“Dammit, John,” she said. “If we could just get back to Portugal.”
John. What is there to say about John. He has a flash to his eyes and an especially genuine smirk. A wall 90 feet high. What can you say about John? You can say anything you want. He won’t contradict you.
I was walking along the boardwalk. Trying to hear nature. Be one with it and all that. I could only hear inside my head. Sometimes I hear a particularly genius phrase or snippet of words. I cling to it, like food for my mind. Like a lifeboat to drift among the thoughts. They talk about “mindfulness”. Being in the moment. But I’m convinced that moments are like waves. They come and go and they take pieces of solid earth along with them. What if I can’t be in a moment, but I can float upon it? I can drift and bob and sink.
I’ve been in moments. Before. There was a moment. In Portugal. I felt salty breezes through the fabric of my cotton dress. A haze lifted momentarily. I broke some sort of code.

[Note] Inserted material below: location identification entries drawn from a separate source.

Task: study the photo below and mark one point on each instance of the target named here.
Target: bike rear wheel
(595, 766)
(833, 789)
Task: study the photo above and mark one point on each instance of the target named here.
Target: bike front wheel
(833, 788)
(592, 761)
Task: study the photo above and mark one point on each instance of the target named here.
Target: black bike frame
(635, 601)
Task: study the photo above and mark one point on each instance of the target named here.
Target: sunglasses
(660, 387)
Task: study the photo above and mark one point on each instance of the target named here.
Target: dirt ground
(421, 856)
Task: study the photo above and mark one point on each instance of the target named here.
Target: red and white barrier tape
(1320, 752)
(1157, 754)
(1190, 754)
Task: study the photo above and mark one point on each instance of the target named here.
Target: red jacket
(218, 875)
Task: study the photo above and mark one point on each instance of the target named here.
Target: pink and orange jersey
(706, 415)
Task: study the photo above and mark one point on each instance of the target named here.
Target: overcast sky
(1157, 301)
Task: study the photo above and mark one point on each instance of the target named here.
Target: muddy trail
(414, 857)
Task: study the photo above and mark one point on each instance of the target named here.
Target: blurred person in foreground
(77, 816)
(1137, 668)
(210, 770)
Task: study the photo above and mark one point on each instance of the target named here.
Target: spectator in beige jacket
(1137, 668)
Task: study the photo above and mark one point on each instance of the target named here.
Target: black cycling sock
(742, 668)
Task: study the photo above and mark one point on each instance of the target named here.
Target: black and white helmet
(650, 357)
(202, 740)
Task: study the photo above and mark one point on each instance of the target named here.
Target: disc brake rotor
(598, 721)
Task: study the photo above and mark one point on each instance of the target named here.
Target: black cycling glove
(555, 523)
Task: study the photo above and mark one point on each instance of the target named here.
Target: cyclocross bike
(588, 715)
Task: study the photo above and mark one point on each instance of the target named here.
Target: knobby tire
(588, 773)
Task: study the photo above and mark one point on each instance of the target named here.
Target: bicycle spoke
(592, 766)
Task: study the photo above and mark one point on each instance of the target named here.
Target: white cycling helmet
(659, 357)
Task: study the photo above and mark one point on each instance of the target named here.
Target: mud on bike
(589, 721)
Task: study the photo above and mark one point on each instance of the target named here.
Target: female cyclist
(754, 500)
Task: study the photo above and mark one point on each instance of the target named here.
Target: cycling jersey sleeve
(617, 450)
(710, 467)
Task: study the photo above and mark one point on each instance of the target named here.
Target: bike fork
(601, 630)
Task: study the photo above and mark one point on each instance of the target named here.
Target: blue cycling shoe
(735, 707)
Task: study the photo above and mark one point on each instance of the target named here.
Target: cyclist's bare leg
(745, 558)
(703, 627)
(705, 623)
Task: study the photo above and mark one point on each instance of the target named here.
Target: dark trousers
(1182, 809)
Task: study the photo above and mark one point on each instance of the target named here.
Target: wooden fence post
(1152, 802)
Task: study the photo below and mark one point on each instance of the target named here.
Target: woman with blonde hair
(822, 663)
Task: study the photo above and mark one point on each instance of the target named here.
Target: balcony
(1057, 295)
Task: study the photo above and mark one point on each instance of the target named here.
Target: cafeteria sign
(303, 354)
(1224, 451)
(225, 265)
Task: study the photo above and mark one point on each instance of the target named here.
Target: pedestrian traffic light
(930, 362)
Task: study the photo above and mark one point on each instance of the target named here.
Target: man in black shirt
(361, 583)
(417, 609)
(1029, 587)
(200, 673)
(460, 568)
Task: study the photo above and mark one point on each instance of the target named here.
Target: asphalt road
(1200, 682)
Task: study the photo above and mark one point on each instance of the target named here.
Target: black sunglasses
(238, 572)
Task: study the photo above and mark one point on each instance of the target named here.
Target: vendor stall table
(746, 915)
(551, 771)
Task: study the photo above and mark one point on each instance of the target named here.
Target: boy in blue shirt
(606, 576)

I hacked past a certain set of rules. I can’t remember exactly. But there was an ocean breeze, there was some sort of foreign clarity, and there was a shower and blood everywhere.
She was laughing, her head cocked at a playful angle. She had a pretty dress and a shattered heart. She was laughing, and the roads were made of white stone, and I can’t remember anything else.
“Dammit, John!” she’s saying now. “Dammit. John.” But he can’t remember Portugal, just like me.